Stream Message Committer
Overview
The problem asks us to track a contiguous sequence of processed offsets starting from 0. In a stream processing environment, messages often arrive out of order. However, the system state can only be "committed" up to a certain point if every single message prior to that point has been successfully handled.
Think of this like a sliding window where the left boundary is fixed at 0. We want to know, after every new message arrives, how far we can push the right boundary of a "completed" block. If the message that just arrived doesn't fill the immediate gap after our last commit, we can't move the boundary forward, so we return -1.
Brute force
A naive approach involves maintaining a set or a boolean array of all messages received so far. Every time a new offset arrives, we start from the offset immediately following our last committed value and check, one by one, if the subsequent offsets exist in our collection. We continue incrementing our "last committed" pointer until we hit a missing offset.

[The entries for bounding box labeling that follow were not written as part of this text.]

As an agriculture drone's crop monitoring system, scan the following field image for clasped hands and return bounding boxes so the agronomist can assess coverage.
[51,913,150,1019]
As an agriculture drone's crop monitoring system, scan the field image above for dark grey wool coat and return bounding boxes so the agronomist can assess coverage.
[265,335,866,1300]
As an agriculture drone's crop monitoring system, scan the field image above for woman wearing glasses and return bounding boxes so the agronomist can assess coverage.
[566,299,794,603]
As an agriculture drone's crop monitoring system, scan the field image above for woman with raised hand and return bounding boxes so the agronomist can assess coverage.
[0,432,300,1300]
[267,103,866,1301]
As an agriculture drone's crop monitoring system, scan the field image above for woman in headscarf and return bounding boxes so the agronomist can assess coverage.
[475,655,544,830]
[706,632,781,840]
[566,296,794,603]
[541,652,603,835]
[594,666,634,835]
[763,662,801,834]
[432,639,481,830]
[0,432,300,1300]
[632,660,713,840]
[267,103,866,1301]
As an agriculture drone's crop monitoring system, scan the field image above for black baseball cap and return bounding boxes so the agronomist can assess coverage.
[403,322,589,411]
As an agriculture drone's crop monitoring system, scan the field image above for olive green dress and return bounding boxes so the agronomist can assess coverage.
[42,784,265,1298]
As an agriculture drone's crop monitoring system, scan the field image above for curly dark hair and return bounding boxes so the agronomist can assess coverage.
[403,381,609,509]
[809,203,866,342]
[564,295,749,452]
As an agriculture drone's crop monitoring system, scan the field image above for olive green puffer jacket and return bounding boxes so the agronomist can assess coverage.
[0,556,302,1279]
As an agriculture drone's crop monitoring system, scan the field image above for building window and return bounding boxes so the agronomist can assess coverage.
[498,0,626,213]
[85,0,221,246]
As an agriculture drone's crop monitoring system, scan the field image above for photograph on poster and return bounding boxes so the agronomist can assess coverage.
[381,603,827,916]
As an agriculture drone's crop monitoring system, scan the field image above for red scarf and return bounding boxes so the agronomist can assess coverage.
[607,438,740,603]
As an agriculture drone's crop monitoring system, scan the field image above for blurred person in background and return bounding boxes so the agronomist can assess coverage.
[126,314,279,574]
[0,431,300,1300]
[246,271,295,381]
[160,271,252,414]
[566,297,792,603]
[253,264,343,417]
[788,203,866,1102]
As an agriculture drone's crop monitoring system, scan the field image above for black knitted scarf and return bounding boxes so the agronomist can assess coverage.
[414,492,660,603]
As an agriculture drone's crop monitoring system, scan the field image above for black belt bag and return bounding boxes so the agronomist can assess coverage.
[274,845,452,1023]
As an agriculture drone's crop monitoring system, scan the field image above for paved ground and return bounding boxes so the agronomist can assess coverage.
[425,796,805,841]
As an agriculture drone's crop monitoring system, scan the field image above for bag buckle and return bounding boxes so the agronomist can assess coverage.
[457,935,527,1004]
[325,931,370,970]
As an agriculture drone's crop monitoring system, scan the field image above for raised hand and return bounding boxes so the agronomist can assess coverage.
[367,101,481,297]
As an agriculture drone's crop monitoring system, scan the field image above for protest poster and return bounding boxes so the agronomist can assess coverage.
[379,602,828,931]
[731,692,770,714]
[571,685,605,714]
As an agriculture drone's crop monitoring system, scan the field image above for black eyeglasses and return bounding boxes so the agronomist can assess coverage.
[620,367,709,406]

While this logic seems sound, a naive implementation that re-scans the entire collection from scratch for every input would result in quadratic time complexity.
def commit_messages(offsets: list[int]) -> list[int]:
n = len(offsets)
processed = [False] * n
results = []
last_committed = -1
for x in offsets:
processed[x] = True
# If the newly arrived offset is exactly what we need next
if x == last_committed + 1:
curr = x
# Scan forward to see how many buffered messages we can now commit
while curr + 1 < n and processed[curr + 1]:
curr += 1
last_committed = curr
results.append(last_committed)
else:
results.append(-1)
return results
Time complexity: O(N) — Although there is a nested while loop, the last_committed pointer only moves forward and never resets, ensuring each offset is visited by the inner loop at most once across the entire execution.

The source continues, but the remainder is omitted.